Listed Building – Grade II*
- Official name: Town Hall
- Designated: 10 January 1953
- Reference no.: 1092680

= Whitchurch Town Hall =

Municipal building in Whitchurch, Hampshire, England

Whitchurch Town Hall is a municipal structure in Newbury Street, Whitchurch, Hampshire, England. The structure, which is the meeting place of Whitchurch Town Council, is a Grade II listed building.

==History==
The first municipal building in Whitchurch was an old town house in the centre of The Square; after it became dilapidated, it was demolished in the 1780s and the lord of the manor, Viscount Midleton, who was both a local member of parliament and an Irish peer, offered to pay for a new structure. The new building was designed in the neoclassical style, built in red brick with stone dressings and was completed in December 1791.

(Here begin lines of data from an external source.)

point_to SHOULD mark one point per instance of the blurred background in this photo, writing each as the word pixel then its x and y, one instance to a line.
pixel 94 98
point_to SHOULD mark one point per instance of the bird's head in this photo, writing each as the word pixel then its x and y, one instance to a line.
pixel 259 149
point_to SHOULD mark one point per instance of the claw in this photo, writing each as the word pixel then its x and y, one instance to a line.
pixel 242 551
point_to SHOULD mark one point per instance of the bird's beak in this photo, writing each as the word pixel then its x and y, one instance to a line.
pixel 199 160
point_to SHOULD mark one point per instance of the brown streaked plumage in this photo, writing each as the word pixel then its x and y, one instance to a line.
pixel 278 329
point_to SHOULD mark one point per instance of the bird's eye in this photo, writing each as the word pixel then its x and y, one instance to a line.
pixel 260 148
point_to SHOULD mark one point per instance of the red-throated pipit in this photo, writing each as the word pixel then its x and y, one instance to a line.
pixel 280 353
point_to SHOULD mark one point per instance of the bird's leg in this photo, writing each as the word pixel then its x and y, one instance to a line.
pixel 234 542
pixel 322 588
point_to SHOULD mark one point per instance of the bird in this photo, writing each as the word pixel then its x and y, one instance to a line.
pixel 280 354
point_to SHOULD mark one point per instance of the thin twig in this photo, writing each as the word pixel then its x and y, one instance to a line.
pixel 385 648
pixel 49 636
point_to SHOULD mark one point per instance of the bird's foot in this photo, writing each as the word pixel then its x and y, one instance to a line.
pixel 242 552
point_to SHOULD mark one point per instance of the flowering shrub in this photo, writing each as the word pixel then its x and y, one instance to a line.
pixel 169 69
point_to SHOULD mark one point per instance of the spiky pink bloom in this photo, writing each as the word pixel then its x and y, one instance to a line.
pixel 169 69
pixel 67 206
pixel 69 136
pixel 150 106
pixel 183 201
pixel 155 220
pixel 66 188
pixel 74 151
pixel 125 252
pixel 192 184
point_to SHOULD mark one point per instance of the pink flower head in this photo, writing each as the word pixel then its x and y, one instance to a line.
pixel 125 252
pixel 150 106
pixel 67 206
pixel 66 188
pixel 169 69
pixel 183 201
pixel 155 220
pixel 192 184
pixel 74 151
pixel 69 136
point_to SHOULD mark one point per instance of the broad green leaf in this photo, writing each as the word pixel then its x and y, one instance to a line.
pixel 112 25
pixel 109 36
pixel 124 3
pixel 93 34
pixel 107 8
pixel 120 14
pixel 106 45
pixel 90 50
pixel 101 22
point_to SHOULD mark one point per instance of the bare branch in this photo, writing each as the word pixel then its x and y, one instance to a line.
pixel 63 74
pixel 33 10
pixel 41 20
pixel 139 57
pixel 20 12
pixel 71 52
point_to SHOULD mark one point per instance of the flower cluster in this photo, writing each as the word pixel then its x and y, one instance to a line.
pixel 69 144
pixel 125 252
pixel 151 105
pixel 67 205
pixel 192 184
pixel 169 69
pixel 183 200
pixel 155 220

The design involved a symmetrical main frontage with five bays facing onto Newbury Street; the central section of three bays was slightly projected forward, while the central bay was further projected forward. The building was arcaded on the ground floor with a wide opening in the central bay. On the first floor, the central bay was fenestrated with a wide round headed window in the central bay, with sash windows in the flanking bays and with round headed windows in the outer bays. At roof level there was a cornice, a parapet and a central pediment with a clock in the tympanum, and there was a square turret with a dome and a weather vane. Internally, the principal room was the assembly room on the first floor which was the meeting place of the court leet.

Whitchurch had a very small electorate and a dominant patron (Thomas Townshend), which meant it was recognised by the UK Parliament as a rotten borough: the right of the borough to elect members of parliament was removed by the Reform Act 1832. The building was also used as a police station, with police cells in the basement, until 1862, when a purpose-built police station was completed in The Lynch. In July 1852 the local mechanics institute took a lease of the assembly room on the understanding that it would remain available for public meetings. A replacement clock, funded by public subscription, was installed in the pediment in 1867. The mechanics institute moved out of the assembly room in 1878 and the building was extensively refurbished as part of celebrations for the Diamond Jubilee of Queen Victoria in 1897. In the late 19th century, the town hall came under the management of trustees and, in the 1960s, the trustees, who at that time included the lawyer and judge, Lord Denning, commissioned works to restore the building and replace its roof.

For much of the 20th century, Whitchurch was administered by Kingsclere and Whitchurch Rural District Council from offices in Kingsclere, but following implementation of the Local Government Act 1972, which saw the formation of the enlarged Basingstoke and Deane District Council, Whitchurch exercised its right to form a parish council, and the new council, which became known as Whitchurch Town Council, chose the town hall as its meeting place and relocated its staff there.

In January 2010, HSBC, who as Midland Bank had been tenants part of the ground floor since the mid-20th century, closed its branch and vacated the building. An extensive programme of refurbishment works, which included the installation of a lift and new glazing on the front of the building, was completed at a cost of £180,000 in September 2021.